The main market impact they had was to boost the profitability of steel mills. None of these trends are likely to reverse, or even slow, in coming years.
Wood Mackenzie research director for iron ore, Paul Gray, told a media briefing in Singapore on Tuesday that the margin on steel rebar for mills in China is currently as high as 1,000 yuan (Dh576) a tonne.
This isn't a level Wood Mackenzie, or indeed most analysts, expect is sustainable over the longer term, with Mr Gray expecting it to drop to around 200 yuan a tonne in coming years.
Assuming this forecast is on the money, the interesting question then becomes what happens to the premium for high-grade ore and the discount for lower quality?

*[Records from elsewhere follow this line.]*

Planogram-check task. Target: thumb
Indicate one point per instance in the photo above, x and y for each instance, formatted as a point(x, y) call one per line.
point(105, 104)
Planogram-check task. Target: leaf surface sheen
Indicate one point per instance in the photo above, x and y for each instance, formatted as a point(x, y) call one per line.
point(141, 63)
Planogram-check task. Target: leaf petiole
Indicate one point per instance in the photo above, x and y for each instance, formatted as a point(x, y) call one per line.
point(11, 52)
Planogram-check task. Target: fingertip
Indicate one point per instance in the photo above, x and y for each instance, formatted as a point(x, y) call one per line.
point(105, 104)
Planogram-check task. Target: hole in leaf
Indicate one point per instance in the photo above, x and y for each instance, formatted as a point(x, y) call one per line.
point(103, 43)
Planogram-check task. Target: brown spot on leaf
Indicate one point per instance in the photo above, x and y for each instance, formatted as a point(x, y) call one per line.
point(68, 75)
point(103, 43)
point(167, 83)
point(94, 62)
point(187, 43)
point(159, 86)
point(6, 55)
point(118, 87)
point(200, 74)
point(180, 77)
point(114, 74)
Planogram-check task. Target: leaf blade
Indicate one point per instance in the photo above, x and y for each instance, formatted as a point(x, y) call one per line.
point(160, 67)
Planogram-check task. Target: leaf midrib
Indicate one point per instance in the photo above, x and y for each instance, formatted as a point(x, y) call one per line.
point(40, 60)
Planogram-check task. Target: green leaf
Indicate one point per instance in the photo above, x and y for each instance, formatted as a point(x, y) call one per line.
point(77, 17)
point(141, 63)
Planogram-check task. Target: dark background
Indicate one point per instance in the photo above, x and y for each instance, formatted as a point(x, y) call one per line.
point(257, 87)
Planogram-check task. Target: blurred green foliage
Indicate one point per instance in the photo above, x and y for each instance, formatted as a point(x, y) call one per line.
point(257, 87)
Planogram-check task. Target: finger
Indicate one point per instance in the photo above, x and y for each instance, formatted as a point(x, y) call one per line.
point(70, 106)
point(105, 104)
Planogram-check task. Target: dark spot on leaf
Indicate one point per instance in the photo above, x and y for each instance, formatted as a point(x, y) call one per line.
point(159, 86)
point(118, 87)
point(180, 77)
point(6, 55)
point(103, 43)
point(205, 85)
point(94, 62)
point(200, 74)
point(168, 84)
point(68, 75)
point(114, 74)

The switch to high-grade ore was driven by Chinese steel mills enjoying extraordinary profits and seeking ways to maximise output. They can produce more steel by using high-grade iron ore than lower quality ore.
But as profit margins contract for steel mills, the economics are likely to switch, with higher-grade ores losing out to medium and lower grade material as input costs trump the need to maximise output.
Wood Mackenzie expects the discount for lower grade ore to narrow as the steel profit margin shrinks, but not to the levels seen previously. Rather it will be some 10 percentage points wider.
Even this expectation is premised on Chinese steel mills placing economics above all other considerations when working out how to deal with lower steel margins, something that they may not be able to do.
Much will depend on how the authorities in Beijing and steel-producing provinces develop policies to reduce emissions, and the signs are that these will get stricter over time.
This may well force steel mills to continue to use higher grade ore, even if it would be cheaper to switch to lower quality.
This in turn has implications for iron ore miners, especially producers of lower quality grades, such as Australia's Fortescue Metals Group.
Fortescue, the third-biggest producer in the world's top iron ore exporter, enjoys low production costs and can still be profitable at low prices for its ore. It may have to consider longer-term plans to diversify away from China, or improve the quality of its product.
The miner is already selling more iron ore to India, but these flows are small compared to its overall production.
Other producers of lower-grade ore may find themselves uncompetitive, including some smaller Australian miners, those in Iran and Chinese domestic producers.
Conversely, Brazil, the top producer of higher grade ores, stands to benefit, as does South Africa, another producer of higher grade ore and the third-biggest exporter to China.
Overall, the picture of steady seaborne volumes and prices stuck in a range may continue for the rest of 2018, but within the market significant changes are afoot.